Savings yields are awful right now. And with the Federal Reserve likely to keep its benchmark rate low into 2015, that’s not changing anytime soon. It’s depressing to try to build an emergency fund and house it in a savings account. True, the point of an emergency fund isn’t to earn a fabulous return, but it’s still disappointing to realize that you are probably losing out to inflation.
With a Roth IRA, you can put the money in an investment account that offers the potential for higher returns. While you can’t withdraw those earnings without consequence, it can still be a nice way to start building up your nest egg’s value. Plus, the gains you do have are tax-free. You can leave the gains in your account and withdraw the contributions as needed. The gains keep earning (although not as much as if you left your contributions in the account), so you have that aspect of it as well.
For those who just want an emergency fund that also provides the possibility of reasonable returns, the Roth IRA can be a tempting choice. However, it’s important to remember that there is also the possibility of capital loss. Those who use a Roth IRA for an emergency fund often reduce the chances of loss by investing in index funds or ETFs. That way, instead of risking the emergency fund on stock picking prowess, some of the danger is reduced with the help of overall market performance.
Another reason that some like to use the Roth IRA for short-term savings or for emergencies is due to the fact that the money is a little harder to access. It requires an extra step or two, and that forces you to think before you act.
Downsides to Using the Roth IRA as an Emergency Fund
While a Roth IRA does have some merit as part of an emergency fund strategy, or for short-term savings, there are also some limitations to be aware of.

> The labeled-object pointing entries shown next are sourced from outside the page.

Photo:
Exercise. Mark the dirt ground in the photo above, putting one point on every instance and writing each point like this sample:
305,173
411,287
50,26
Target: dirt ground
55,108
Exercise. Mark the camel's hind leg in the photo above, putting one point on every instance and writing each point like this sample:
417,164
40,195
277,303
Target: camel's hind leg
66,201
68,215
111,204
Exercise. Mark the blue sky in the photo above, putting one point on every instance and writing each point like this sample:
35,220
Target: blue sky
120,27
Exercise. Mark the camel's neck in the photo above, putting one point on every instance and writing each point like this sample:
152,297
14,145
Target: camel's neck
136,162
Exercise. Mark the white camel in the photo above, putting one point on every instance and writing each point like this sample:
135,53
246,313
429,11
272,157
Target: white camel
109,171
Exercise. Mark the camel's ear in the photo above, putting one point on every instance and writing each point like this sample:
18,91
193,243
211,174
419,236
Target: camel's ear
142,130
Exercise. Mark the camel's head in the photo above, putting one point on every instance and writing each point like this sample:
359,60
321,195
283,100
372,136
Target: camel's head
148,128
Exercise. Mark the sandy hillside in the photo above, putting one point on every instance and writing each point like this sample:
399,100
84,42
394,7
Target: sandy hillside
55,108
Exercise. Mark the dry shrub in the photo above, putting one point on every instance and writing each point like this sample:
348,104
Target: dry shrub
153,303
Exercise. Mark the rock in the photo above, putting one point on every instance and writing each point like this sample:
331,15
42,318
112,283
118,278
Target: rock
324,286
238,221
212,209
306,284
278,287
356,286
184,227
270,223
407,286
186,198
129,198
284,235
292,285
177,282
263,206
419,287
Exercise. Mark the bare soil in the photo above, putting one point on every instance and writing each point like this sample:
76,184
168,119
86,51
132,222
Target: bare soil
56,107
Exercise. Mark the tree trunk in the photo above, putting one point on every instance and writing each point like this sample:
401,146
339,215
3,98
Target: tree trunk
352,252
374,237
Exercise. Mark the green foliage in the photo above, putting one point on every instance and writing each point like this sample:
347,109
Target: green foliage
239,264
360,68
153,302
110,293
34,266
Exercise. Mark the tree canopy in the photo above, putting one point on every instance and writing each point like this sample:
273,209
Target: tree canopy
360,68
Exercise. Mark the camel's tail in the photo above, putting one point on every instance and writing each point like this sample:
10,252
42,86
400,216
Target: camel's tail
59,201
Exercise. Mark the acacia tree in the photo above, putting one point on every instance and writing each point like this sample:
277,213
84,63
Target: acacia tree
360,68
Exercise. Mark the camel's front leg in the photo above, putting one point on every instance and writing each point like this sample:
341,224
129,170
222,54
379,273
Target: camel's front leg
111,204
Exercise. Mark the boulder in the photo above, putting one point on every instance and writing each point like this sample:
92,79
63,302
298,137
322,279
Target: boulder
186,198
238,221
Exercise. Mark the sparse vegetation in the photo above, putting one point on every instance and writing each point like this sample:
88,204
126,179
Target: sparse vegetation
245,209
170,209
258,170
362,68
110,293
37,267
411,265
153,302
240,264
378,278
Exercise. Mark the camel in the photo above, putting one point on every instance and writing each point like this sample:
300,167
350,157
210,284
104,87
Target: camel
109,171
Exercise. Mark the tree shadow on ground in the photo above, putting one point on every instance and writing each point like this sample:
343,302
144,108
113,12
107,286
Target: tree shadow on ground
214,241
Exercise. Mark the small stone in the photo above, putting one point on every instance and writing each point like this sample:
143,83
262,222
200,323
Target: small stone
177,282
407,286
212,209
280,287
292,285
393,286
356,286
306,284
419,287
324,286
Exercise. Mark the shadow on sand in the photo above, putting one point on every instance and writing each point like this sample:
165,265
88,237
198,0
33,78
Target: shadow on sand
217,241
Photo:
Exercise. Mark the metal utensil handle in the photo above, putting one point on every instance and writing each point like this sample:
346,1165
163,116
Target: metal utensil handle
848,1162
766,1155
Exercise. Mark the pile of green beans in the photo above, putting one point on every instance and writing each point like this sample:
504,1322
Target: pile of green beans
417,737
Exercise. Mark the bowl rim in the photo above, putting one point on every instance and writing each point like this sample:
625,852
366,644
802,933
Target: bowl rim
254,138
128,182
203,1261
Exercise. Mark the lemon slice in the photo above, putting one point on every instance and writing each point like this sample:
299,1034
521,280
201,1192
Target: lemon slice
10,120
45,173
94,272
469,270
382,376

First of all, the amount you can contribute each year is limited to what the IRS sets. For 2014, the most you can contribute to your IRA accounts is $5,500. If you are trying to build an emergency fund, that might not be enough to suite your purposes — especially if you run into problems early on in the process. After two or three years, it can make a difference, but the limits mean you can’t ramp up your efforts without putting some of your money in a taxable investment account or in a savings accounts.
Another consideration is the income limitation. Once you make a certain amount of money, you are no longer allowed to contribute to a Roth IRA. This can diminish the effectiveness of your Roth IRA as a long-term retirement investment. The best time to contribute to a Roth IRA is when you are younger, and you make less. You pay taxes at a lower rate (since contributions are made with after-tax dollars), and you build up your nest egg with an account that allows you tax-free gains. If you are taking money out for emergencies, or to meet short-term goals, you miss out on a lot of those gains, and the ability to get a good start on your nest egg while you are young.
In the end, you need to carefully consider your situation, and the consequences of using your Roth IRA as an emergency fund or for short-term savings. Look at your finances as a whole, and then decide on a course of action that is most likely to help you prepare for the long-term.